I shouldn’t be scared. I really, really shouldn’t. To be frank, I’m no stranger to international travel– I’ve lived in Omsk, Russia, Wuxi (Jiangsu Province), China, and I’ve already even done a three-month stint at a private all-girls high-school in Hiroshima, Japan, so why do my relatively short knees knock at the prospect of hopping on a plane to Japan in 16 days? I can speak the language– in the loosest form of the word ‘speak’– and I’m a pretty dab hand at kanji when I want to be, thanks to three years of learning Mandarin. What’s the deal?
I’m about to head to Hirosaki, Aomori to study at Hirosaki University for around 5 months as part of my New Zealand university’s exchange programme, and to complete my double honours (honours, schmonours) degree in Japanese and Mandarin Chinese. 5 months. I even looked it up– it’s 142 days. 3408 hours. Man, that’s a long time when you minimize it. All on my lonesome, in a city roughly the same size population as my own one in New Zealand, Dunedin. Hirosaki’s 100,000 vs. Dunedin’s 130,000 will be, well, as close a change as I’m going to get, I suppose, other than the rather glaring fact that everyone will be speaking in a completely different language.
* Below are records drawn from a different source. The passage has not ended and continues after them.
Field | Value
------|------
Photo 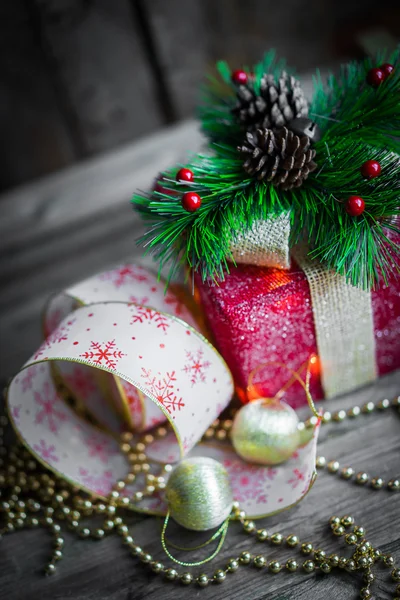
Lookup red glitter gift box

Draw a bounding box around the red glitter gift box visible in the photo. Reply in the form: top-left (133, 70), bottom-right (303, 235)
top-left (196, 263), bottom-right (400, 407)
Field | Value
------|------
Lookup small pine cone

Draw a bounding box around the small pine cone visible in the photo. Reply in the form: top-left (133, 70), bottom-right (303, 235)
top-left (232, 71), bottom-right (308, 131)
top-left (238, 127), bottom-right (317, 190)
Don’t get me wrong. I’m excited! (I think.) But when I innocently grabbed a plane to Osaka, then a super awesome shinkansen to Hiroshima when I was 15, everything was arranged for me and my two wee high-school partners in crime. There was someone to meet us at the airport. Someone to take us to the right train. Someone to watch our luggage when we took an impromptu nap, not quite understanding the true evil of jet lag. This time? I’m on my own, now 21, and still rather geographically challenged. I had trouble even navigating Sydney last year– what makes me think I can frolick around Tokyo for two weeks before heading north? What if I run out of money? What if I can’t remember how to get home? And my biggest Japan fear– what if I catch the wrong train?!
Well, that’s what happens when you grow up. No-one’s there to make sure you’re on the bus going the right way up the country, they’re not there to apologize for the fact you accidentally just spoke to the high-school principal in plain form and thoroughly insulted him, and they’re not there to measure your school skirt to make sure you haven’t hitched it up a few inches for the locals.
After agonizing over sad looking bank statements, trying to book all my transport and hotels so that I know I have somewhere to sleep every night, I took a step back and had a think. This is how we have adventures!
So, this blog was born. The Japan Bucket List.
Many people have a bucket list, or at least a list of things they’d like to do at some point– so I’m going to try and employ the bucket list tactic for my time in Japan, to get the most out of my time in wee Hirosaki. Some of the list will be planned, and I imagine a lot of the experiences I tack on won’t be, but that’s the beauty of travel! The unexpected!
March 19th, I’m so ready for you. Qantas, get me out of here!